Repo rate is the rate at which the Reserve Bank of India lends money to commercial banks in order to meet their short term liquidity needs. Some banks sell their securities to RBI to borrow money, followed by a repurchase agreement. The repurchase agreement states that the bank will repurchase the securities from RBI at a later date at a price decided in advance.

What is MSF (Marginal Standing Facility Rate)?

MSF or Marginal Standing Facility Rate is the rate at which RBI lends funds overnight to scheduled banks, against government securities. RBI has introduced this borrowing scheme to regulate short-term asset liability mismatch in a more effective manner.

Top 3 Key Differences between Repo Rate and MSF

Both repo rate and MSF are rates at which RBI lends money to various other banks. However, there are some differences between the two, they are:

Effect of Repo Rate:

Higher the repo rate, higher is the value of the short-term money. If the repo rate is low, banks are required to pay lower interest amount towards loans. This impacts the loans taken by customers, who can also avail loans at lower interest rates.

Effect of MSF Rate:

The MSF is maintained at 100 bps higher than the repo rate. MSF basically provides a greater liquidity cushion.

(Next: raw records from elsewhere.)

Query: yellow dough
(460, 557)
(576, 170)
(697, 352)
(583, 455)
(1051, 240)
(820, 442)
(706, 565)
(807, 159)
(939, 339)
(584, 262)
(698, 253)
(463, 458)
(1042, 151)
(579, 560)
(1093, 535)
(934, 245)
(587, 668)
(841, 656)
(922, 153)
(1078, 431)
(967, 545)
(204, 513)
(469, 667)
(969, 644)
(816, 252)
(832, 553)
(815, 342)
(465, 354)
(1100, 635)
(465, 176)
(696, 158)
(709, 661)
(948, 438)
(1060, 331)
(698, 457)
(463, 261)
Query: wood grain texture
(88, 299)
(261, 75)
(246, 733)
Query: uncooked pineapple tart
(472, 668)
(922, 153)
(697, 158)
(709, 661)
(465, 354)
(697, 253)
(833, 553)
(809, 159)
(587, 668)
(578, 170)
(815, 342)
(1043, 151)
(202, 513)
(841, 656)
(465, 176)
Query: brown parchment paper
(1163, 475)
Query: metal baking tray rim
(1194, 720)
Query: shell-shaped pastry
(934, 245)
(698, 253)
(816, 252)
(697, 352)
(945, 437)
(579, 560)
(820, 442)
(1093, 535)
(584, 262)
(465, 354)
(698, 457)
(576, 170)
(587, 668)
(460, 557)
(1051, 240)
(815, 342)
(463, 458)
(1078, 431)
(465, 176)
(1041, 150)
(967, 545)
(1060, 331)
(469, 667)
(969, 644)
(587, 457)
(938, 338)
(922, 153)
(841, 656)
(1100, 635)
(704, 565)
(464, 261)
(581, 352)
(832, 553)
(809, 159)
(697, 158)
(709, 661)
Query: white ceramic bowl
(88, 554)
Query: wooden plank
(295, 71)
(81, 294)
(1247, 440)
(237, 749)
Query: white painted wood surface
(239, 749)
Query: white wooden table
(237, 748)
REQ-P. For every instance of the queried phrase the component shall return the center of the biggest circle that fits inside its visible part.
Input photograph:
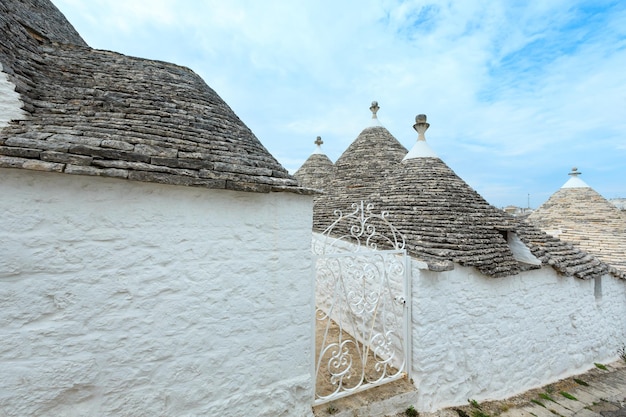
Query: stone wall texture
(138, 299)
(481, 338)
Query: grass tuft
(568, 396)
(581, 382)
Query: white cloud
(528, 87)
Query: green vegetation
(568, 396)
(538, 403)
(581, 382)
(477, 409)
(411, 412)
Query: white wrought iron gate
(362, 309)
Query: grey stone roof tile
(92, 112)
(587, 220)
(443, 220)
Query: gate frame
(362, 238)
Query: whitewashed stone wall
(133, 299)
(482, 338)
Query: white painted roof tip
(374, 109)
(421, 149)
(575, 182)
(318, 146)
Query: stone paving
(596, 393)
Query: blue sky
(517, 93)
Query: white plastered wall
(482, 338)
(125, 298)
(10, 103)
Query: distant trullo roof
(359, 170)
(317, 171)
(93, 112)
(444, 221)
(578, 214)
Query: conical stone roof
(445, 221)
(359, 171)
(92, 112)
(317, 171)
(578, 214)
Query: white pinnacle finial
(374, 109)
(421, 148)
(318, 145)
(574, 172)
(421, 125)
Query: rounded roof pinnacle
(421, 148)
(374, 109)
(421, 126)
(318, 145)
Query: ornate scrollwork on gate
(361, 313)
(357, 230)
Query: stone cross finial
(574, 172)
(374, 109)
(421, 125)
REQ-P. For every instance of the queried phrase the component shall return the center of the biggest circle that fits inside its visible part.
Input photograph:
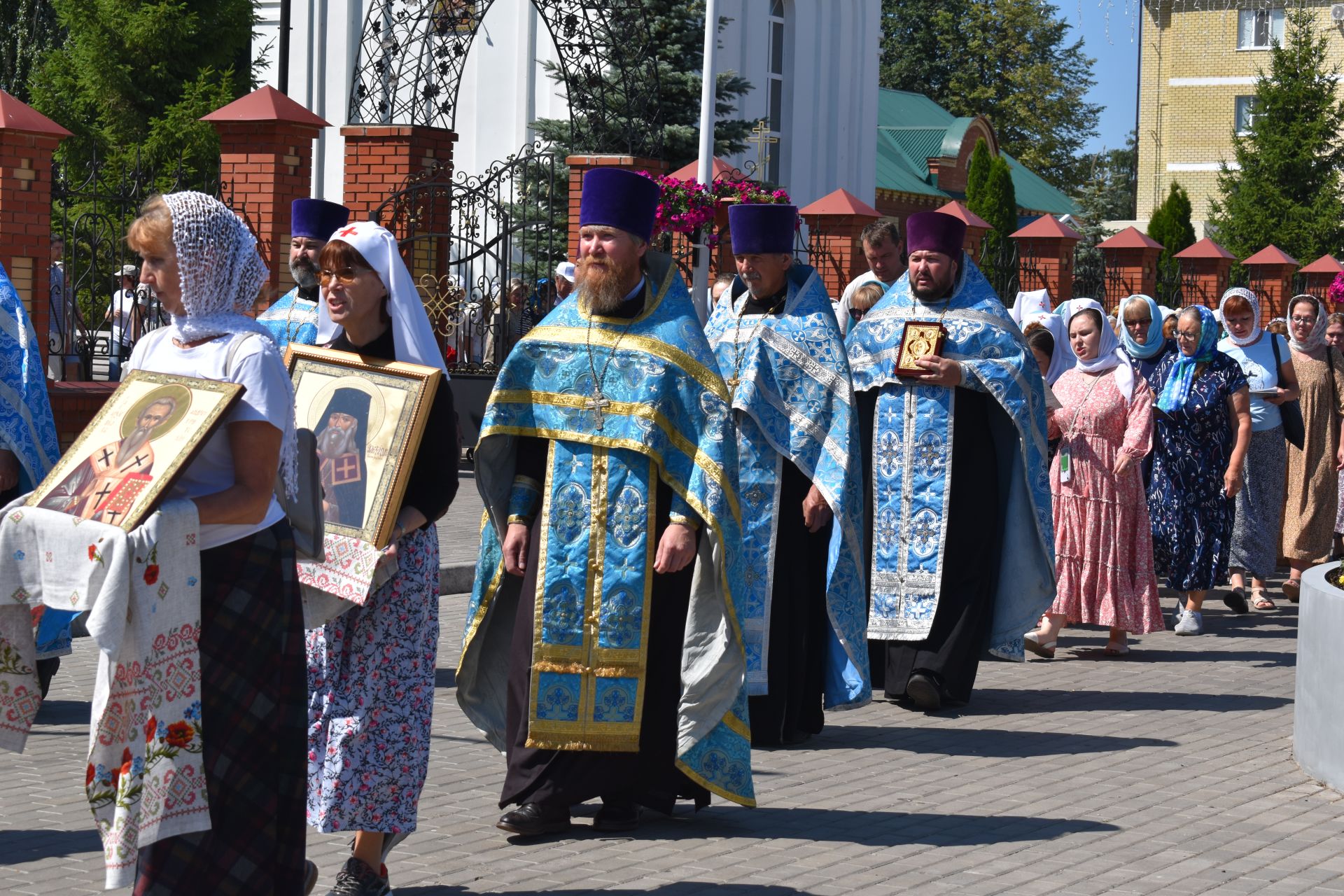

Higher the MSF rate, more expensive is borrowing for banks, as well as corporate borrowers and individuals. It is used by RBI to control money supply in the country’s financial system.

The RBI recently cut repo rates by 25 basis points. The MSF rate was also reduced from 7.0% p.a. to 6.25% p.a. This means that the Central Bank is willing to lend funds to banks overnight in order to increase the availability of the rupee in the market. This will help banks provide larger quantum of loans to business if required, thus strengthening the economy.